By the time we’d finished up and were back out into the Osaka night it was well-past the 7:00 p.m. closing time at neighbouring TRUCK, so we walked back to the metro and made a note to visit again if we could, if not on this trip then on the next.
As it happened, on Monday morning we were both in need of coffee and with a few hours to spend before taking the Shinkansen back to Tokyo so, after stashing our bags in a locker at the Shin-osaka station we made our way back to TRUCK and Bird for an encore.
We were greeted by the same waiter who had served us on Saturday night — “Welcome back!” he said, enthusiastically — and this time, for lunch, we ordered two “Bird Rice” (Birdライス) and a cup of coffee with milk, which was served in a substantial brown mug on a well-proportioned wooden platter:
We really didn’t know what “Bird Rice” was, but our waiter said it was quite popular, so we dove in blind. It turned out to be exactly what you might imagine it to be: a bed of rice topped with a ring of pumpkin, cabbage and other vegetables with a poached egg sitting in the middle to form a “nest.” I quickly passed my egg of to Oliver, not being a fan; everything else, though, was tasty in a way you wouldn’t imagine from something so simple.
After relaxing in the sunny Osaka afternoon for a bit, we paid and headed across the alley and up the stairs to TRUCK.
It’s hard to do justice to TRUCK Furniture in words, for their products — simple, beautiful, functional furniture — really must be experienced to truly understand them.

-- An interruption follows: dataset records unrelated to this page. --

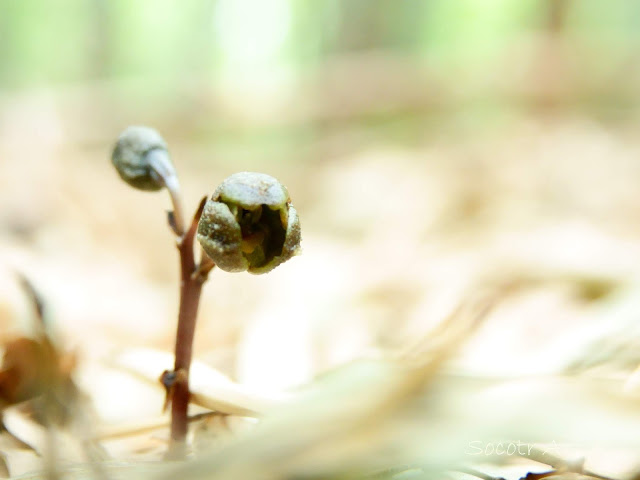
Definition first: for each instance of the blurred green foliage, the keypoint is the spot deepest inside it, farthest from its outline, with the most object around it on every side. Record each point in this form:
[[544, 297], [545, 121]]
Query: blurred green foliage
[[72, 41]]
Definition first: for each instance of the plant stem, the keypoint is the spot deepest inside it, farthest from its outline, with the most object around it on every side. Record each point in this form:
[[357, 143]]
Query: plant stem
[[190, 289]]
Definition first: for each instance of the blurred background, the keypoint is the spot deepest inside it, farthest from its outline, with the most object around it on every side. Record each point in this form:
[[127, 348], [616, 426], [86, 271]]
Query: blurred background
[[433, 149]]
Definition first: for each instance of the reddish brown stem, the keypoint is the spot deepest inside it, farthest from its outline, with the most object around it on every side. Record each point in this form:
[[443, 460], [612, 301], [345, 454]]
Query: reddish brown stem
[[190, 288]]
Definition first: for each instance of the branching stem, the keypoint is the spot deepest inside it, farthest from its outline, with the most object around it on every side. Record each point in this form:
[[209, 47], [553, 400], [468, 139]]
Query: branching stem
[[190, 289]]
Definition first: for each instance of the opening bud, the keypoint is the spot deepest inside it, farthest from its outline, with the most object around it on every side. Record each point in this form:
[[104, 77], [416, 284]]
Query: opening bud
[[249, 224]]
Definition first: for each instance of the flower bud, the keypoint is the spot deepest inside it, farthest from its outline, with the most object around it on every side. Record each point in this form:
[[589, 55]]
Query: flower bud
[[141, 159], [249, 224]]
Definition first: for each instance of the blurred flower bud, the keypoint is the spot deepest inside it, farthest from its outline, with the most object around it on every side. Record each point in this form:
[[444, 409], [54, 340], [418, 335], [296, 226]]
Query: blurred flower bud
[[141, 159], [249, 224]]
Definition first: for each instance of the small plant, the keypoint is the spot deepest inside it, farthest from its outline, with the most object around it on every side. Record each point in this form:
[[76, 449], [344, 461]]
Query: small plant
[[248, 224]]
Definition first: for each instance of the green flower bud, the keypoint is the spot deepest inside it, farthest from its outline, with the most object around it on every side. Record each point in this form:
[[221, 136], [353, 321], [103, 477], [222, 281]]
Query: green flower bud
[[141, 159], [249, 224]]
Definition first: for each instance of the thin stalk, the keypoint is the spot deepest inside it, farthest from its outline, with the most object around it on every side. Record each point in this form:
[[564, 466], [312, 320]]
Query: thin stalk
[[190, 289]]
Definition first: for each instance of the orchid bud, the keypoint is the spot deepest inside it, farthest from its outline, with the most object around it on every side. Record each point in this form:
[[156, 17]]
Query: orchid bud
[[142, 160], [249, 224]]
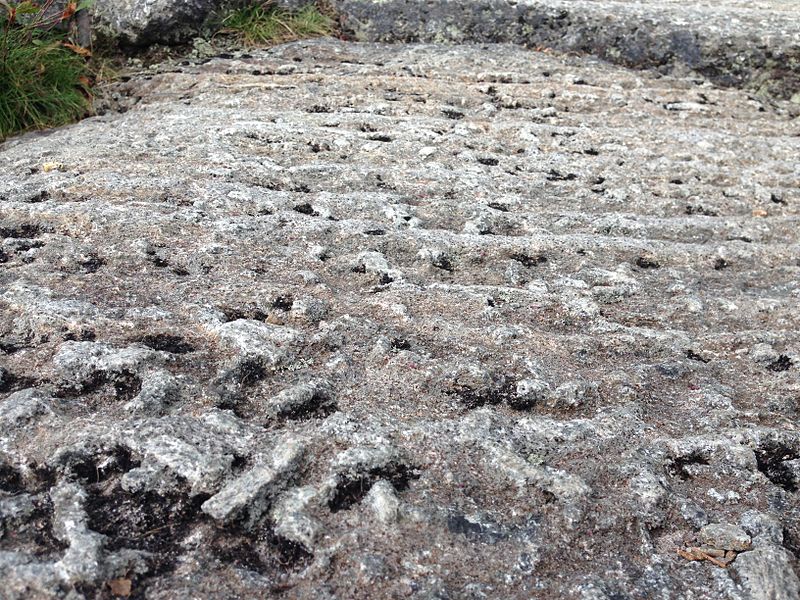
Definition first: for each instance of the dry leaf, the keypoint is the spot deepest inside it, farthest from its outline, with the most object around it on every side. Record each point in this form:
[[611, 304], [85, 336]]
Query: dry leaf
[[120, 587]]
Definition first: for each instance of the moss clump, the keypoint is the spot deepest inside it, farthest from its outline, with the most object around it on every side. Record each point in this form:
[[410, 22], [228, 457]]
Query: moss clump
[[44, 80], [266, 24]]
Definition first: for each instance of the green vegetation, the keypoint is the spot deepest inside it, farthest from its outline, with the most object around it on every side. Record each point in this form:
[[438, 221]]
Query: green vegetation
[[45, 81], [265, 24]]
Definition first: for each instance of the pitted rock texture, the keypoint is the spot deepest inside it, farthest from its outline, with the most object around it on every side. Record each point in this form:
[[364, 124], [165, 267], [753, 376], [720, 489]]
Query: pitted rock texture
[[733, 43], [362, 321], [142, 22]]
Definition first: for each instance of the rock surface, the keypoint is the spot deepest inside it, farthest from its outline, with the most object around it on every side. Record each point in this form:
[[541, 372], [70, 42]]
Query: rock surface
[[737, 43], [143, 22], [361, 321], [733, 43]]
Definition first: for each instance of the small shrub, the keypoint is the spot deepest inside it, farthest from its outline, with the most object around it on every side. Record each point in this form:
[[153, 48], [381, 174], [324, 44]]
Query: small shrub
[[265, 24], [44, 79]]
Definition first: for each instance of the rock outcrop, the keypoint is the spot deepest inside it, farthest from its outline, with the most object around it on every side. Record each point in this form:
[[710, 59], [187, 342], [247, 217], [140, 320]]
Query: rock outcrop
[[360, 321]]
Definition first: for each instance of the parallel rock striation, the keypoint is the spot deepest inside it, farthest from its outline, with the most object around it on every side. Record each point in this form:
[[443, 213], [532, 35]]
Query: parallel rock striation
[[361, 321]]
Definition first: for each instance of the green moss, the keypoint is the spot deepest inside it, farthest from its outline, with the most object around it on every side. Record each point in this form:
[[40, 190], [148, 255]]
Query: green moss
[[265, 24], [43, 82]]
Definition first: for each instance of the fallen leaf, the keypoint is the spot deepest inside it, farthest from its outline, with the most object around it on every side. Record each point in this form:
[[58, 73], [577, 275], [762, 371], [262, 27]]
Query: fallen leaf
[[120, 587]]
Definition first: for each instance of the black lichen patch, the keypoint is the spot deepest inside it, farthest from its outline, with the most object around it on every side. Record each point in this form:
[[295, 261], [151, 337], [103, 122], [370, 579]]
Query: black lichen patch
[[33, 531], [692, 355], [10, 480], [771, 458], [91, 263], [167, 342], [351, 490], [21, 230], [700, 210], [679, 466], [398, 344], [782, 363], [235, 313], [125, 384], [283, 303], [644, 262], [444, 263], [319, 406], [487, 533], [527, 260], [452, 113], [259, 550], [504, 390], [11, 382], [305, 209], [102, 467], [553, 175]]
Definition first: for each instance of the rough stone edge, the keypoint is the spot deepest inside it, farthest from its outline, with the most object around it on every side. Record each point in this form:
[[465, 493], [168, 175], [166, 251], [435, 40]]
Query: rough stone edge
[[750, 59]]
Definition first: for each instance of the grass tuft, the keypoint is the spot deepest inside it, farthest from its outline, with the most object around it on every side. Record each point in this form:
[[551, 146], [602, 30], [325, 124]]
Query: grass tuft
[[266, 24], [44, 80]]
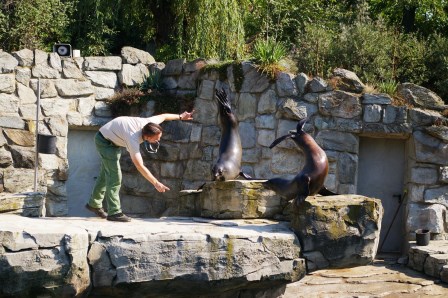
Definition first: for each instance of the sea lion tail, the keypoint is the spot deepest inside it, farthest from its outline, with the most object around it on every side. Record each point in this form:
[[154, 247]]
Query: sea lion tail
[[279, 140], [301, 124], [222, 98]]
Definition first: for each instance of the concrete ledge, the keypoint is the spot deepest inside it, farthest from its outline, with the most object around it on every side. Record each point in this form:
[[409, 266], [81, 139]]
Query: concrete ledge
[[431, 259], [26, 204], [67, 257]]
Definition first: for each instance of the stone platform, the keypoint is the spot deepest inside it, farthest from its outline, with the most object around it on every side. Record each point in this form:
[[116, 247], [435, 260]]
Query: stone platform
[[431, 259], [69, 257]]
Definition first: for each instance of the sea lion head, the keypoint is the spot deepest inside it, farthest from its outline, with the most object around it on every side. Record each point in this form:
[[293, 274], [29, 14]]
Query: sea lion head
[[218, 173], [292, 134]]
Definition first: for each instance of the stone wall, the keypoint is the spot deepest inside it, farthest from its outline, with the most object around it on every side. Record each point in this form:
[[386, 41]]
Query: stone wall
[[74, 91]]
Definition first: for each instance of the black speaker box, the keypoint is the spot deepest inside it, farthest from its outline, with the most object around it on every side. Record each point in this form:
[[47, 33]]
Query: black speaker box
[[63, 49]]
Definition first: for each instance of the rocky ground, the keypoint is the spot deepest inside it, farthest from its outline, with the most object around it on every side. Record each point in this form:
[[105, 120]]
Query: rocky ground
[[384, 278]]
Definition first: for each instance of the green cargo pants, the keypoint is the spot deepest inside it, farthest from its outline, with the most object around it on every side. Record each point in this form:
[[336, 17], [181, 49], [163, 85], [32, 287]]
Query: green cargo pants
[[108, 183]]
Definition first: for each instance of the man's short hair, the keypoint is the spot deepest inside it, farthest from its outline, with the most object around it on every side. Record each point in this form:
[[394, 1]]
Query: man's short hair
[[151, 129]]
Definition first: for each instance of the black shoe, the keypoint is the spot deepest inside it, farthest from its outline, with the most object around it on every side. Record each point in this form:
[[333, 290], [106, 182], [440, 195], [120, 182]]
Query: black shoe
[[98, 211], [119, 217]]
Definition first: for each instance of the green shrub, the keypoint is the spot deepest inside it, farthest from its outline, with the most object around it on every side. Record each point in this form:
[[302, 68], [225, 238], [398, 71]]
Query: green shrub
[[268, 53], [436, 60], [388, 87], [410, 59], [313, 51], [125, 101], [153, 81]]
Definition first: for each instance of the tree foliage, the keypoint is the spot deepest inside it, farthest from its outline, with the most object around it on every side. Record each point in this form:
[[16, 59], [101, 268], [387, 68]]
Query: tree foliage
[[208, 28], [34, 23]]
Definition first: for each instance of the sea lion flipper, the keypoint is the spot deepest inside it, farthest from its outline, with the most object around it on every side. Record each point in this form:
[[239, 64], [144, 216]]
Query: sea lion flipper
[[245, 176], [200, 187], [326, 192], [305, 182]]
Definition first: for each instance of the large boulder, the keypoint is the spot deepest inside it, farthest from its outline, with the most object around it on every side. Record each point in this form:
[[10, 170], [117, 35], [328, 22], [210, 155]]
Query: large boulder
[[338, 231], [169, 257], [42, 257]]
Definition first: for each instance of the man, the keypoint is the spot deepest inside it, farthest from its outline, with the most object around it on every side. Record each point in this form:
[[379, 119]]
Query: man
[[128, 132]]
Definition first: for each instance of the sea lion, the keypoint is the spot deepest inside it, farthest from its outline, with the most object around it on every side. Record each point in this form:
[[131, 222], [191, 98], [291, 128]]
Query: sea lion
[[228, 166], [311, 178]]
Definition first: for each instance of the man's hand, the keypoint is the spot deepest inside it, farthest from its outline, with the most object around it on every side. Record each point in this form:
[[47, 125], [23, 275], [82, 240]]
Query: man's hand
[[186, 115], [160, 187]]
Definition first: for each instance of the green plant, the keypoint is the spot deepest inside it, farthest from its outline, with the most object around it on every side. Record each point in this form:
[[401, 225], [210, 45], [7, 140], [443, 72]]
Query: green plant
[[34, 23], [122, 102], [153, 81], [166, 103], [267, 54], [268, 51], [388, 87], [209, 29]]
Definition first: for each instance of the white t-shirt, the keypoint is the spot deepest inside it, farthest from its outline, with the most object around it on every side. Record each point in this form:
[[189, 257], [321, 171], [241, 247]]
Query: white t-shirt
[[126, 132]]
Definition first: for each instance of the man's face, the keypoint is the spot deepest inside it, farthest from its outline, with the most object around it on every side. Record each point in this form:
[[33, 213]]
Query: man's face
[[154, 138]]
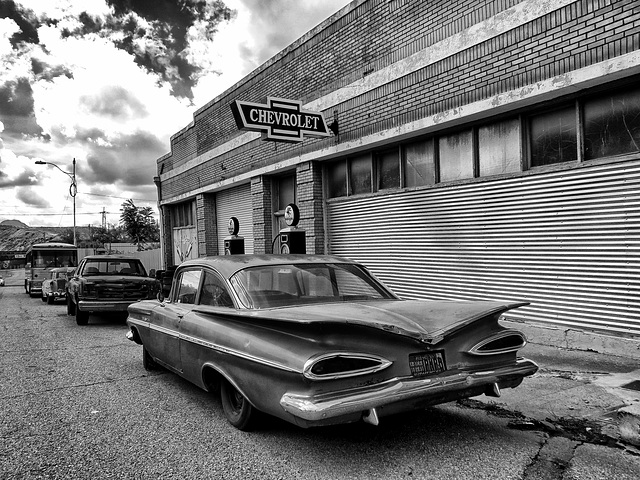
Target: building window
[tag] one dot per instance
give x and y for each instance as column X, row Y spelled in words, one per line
column 183, row 214
column 499, row 148
column 284, row 194
column 388, row 169
column 360, row 175
column 456, row 156
column 337, row 179
column 553, row 137
column 612, row 125
column 419, row 164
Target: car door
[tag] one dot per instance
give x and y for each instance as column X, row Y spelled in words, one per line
column 164, row 333
column 200, row 329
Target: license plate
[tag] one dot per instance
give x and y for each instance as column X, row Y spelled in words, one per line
column 426, row 363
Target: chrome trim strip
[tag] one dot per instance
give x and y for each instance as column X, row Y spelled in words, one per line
column 215, row 347
column 335, row 404
column 475, row 350
column 309, row 364
column 238, row 353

They make things that don’t hit you over the head with “style” but rather things that feel, on sitting on them or at them or around them, like they have been in your life forever.
The retail space is comfortable and airy and bright and the the kind of space where you’d want to spend a lot of time. Indeed visitors appear to be encouraged to sit and read or watch or think — to get a handle on the furniture. TRUCK doesn’t make cheap furniture — tables cost thousands and chairs cost hundreds — but it seems like these would be pieces that would follow you for life; the sort of opposite of IKEA.
We wandered the aisles for 30 minutes, looking and sitting and touching, and then picked up a copy of the excellent history of the operations and the lives that begat them, TRUCK nest, the introduction to which is a good thumbnail sketch:
For years TRUCK has created simple, honest furniture in their workshop in Osaka, Japan. This book traces the nine-year journey of Tokuhiko Kise and Hiromi Karatsu, the couple behind TRUCK, as they set out to create a place of their own, where they could live and work comfortably with their large family of one daughter, five dogs and eight cats.
Together they planned and constructed a house, a store, a workshop and, with the help of their friend, celebrity chef Kentaro, a cafe called Bird, and surrounded them with individually selected trees and plants.
I’ve been reading it over the weekend, and it’s an inspiring tale and, in a sense, a call to arms to live life more intentionally.
If you happen to find yourself in Osaka, I encourage you to drop by for a meal and a visit.